By distilling over an open flame, the distiller has much greater control over the amount of heat applied and uses this control to actually create a caramelization at the bottom of the pot still, like a steak in a skillet. What does this caramelization do? It gives the spirit a very unique texture and great mouthfeel by producing certain essential oils that can only be found with naked flame distillation. Distilling gin on an open flame requires a deft touch and far more attention than a column still or steam distillation. It also means the gin is made in smaller batches, one cask at a time, allowing the master distiller to precisely discard the ‘heads’ and ‘tails’ of the distillation, and only keeping the precious, flavorful ‘heart’ of the distillation.

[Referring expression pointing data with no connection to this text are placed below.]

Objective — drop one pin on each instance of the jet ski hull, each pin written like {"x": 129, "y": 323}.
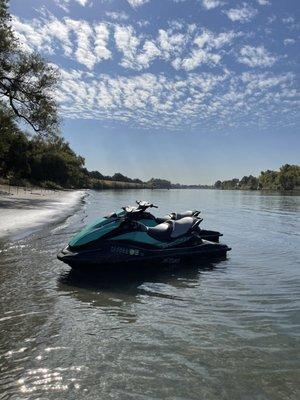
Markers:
{"x": 112, "y": 255}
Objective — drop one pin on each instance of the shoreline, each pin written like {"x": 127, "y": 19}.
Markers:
{"x": 27, "y": 211}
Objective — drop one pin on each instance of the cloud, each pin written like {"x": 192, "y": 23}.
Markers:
{"x": 210, "y": 4}
{"x": 117, "y": 15}
{"x": 241, "y": 14}
{"x": 289, "y": 41}
{"x": 264, "y": 2}
{"x": 48, "y": 34}
{"x": 137, "y": 3}
{"x": 181, "y": 46}
{"x": 207, "y": 44}
{"x": 82, "y": 2}
{"x": 256, "y": 57}
{"x": 65, "y": 4}
{"x": 203, "y": 101}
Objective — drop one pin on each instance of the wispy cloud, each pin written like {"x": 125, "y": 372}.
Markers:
{"x": 210, "y": 4}
{"x": 256, "y": 57}
{"x": 46, "y": 35}
{"x": 264, "y": 2}
{"x": 241, "y": 14}
{"x": 117, "y": 15}
{"x": 206, "y": 101}
{"x": 137, "y": 3}
{"x": 289, "y": 41}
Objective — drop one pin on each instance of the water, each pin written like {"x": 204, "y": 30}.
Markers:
{"x": 223, "y": 331}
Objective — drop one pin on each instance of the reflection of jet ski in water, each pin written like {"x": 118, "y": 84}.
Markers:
{"x": 134, "y": 236}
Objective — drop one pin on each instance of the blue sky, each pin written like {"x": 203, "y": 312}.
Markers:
{"x": 188, "y": 90}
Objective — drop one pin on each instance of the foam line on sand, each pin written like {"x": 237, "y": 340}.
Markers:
{"x": 29, "y": 211}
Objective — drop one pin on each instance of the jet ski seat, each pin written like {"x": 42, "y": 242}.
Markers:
{"x": 176, "y": 216}
{"x": 171, "y": 229}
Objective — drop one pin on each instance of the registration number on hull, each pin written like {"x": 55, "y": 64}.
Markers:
{"x": 125, "y": 250}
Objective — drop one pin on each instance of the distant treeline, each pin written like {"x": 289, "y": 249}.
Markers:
{"x": 52, "y": 163}
{"x": 287, "y": 178}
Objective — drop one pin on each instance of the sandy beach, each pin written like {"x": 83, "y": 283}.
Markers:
{"x": 23, "y": 210}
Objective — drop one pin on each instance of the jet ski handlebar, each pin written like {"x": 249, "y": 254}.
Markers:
{"x": 143, "y": 205}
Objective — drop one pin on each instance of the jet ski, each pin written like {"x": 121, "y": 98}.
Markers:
{"x": 134, "y": 236}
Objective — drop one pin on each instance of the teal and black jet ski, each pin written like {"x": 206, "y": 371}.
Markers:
{"x": 134, "y": 236}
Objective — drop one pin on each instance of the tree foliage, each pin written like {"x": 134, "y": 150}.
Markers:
{"x": 27, "y": 82}
{"x": 287, "y": 178}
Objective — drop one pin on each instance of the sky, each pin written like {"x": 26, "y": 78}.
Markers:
{"x": 188, "y": 90}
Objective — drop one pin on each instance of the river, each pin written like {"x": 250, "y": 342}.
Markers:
{"x": 220, "y": 331}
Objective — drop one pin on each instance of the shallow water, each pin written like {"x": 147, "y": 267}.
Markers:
{"x": 223, "y": 331}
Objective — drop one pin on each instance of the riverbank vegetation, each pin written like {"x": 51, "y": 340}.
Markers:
{"x": 32, "y": 152}
{"x": 287, "y": 178}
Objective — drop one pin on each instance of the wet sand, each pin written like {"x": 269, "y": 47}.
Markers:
{"x": 22, "y": 210}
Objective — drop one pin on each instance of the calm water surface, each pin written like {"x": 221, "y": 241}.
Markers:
{"x": 223, "y": 331}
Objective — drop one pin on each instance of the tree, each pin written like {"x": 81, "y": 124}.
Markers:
{"x": 26, "y": 81}
{"x": 218, "y": 185}
{"x": 289, "y": 177}
{"x": 268, "y": 180}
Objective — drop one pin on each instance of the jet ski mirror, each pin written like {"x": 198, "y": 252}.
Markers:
{"x": 143, "y": 205}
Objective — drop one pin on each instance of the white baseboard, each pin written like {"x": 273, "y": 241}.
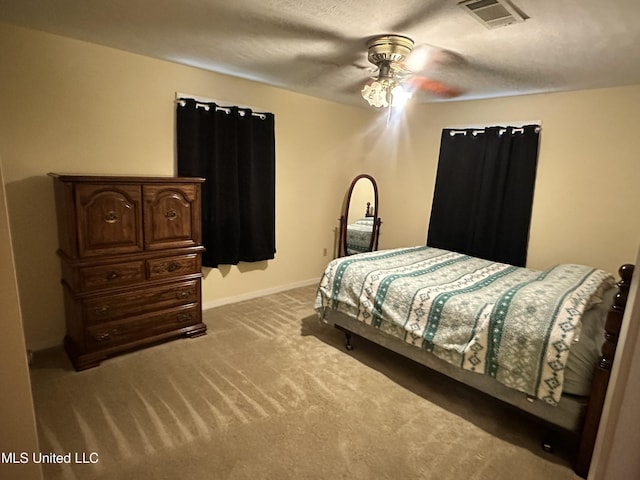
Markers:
{"x": 258, "y": 293}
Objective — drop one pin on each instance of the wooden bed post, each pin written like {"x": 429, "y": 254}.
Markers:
{"x": 602, "y": 373}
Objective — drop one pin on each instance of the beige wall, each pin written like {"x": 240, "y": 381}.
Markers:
{"x": 586, "y": 202}
{"x": 73, "y": 107}
{"x": 17, "y": 421}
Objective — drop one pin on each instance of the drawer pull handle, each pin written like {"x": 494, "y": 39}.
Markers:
{"x": 104, "y": 336}
{"x": 111, "y": 217}
{"x": 103, "y": 310}
{"x": 113, "y": 275}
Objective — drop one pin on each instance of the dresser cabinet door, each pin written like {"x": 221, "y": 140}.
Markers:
{"x": 172, "y": 216}
{"x": 109, "y": 219}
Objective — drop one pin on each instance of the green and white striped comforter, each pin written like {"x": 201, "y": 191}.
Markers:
{"x": 514, "y": 324}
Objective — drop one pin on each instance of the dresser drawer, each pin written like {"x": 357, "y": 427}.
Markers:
{"x": 143, "y": 326}
{"x": 106, "y": 276}
{"x": 167, "y": 267}
{"x": 136, "y": 302}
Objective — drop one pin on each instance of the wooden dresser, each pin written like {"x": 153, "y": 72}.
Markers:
{"x": 130, "y": 251}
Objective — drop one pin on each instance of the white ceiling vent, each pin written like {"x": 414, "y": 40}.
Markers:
{"x": 493, "y": 13}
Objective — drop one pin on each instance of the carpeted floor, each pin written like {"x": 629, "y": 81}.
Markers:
{"x": 270, "y": 393}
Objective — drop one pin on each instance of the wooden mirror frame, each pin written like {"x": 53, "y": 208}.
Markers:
{"x": 375, "y": 231}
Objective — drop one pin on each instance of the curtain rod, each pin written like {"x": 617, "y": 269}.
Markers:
{"x": 475, "y": 132}
{"x": 227, "y": 110}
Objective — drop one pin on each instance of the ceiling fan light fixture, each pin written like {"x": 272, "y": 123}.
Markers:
{"x": 383, "y": 93}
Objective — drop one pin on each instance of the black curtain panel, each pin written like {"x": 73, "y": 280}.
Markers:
{"x": 234, "y": 150}
{"x": 484, "y": 192}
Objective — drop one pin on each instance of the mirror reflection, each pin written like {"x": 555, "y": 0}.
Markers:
{"x": 360, "y": 224}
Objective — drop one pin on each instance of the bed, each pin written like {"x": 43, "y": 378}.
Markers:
{"x": 542, "y": 341}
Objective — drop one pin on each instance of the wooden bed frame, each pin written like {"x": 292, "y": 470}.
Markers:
{"x": 571, "y": 419}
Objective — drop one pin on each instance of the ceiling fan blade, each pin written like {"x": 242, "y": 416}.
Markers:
{"x": 425, "y": 56}
{"x": 427, "y": 12}
{"x": 435, "y": 87}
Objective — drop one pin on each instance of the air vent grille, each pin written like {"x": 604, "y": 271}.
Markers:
{"x": 493, "y": 13}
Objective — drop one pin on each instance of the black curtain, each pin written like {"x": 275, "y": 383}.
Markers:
{"x": 234, "y": 150}
{"x": 484, "y": 192}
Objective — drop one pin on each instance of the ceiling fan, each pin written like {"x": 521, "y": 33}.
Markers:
{"x": 399, "y": 70}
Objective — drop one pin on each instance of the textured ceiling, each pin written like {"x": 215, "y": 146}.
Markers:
{"x": 318, "y": 47}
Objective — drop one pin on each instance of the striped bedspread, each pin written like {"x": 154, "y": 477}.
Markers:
{"x": 514, "y": 324}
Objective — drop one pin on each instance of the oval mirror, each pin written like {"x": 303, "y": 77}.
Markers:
{"x": 360, "y": 224}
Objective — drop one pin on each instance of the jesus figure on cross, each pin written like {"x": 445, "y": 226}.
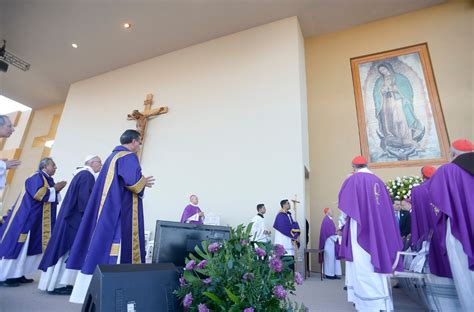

The result is a carefully crafted gin, made from whole grain wheat, natural spring water and infused with 19 botanicals that when intermingled allow the complex flavors to create a subtle bouquet with aromas of juniper and citrus.
Thanks to its unique distillation method, Citadelle is elegant, soft and smooth on the palate, with a long aftertaste that expresses its aromatic complexity. It has a subtle bouquet with aromas of juniper and citrus. At 44% alcohol/volume and 88 proof, it achieves the perfect balance between intensity and finesse.
Alexandre Gabriel began to study the distillation methods used to make genever – the French ancestor of Gin. He hired a scholar to help him rummage through a century-old archive in a medieval city in Dunkirk, France. Here they found some incredible things including notes on ancient distillation methods to make gin (some as old as 250 years). They refreshed the ingredients to perfect the taste – and Citadelle Gin was born.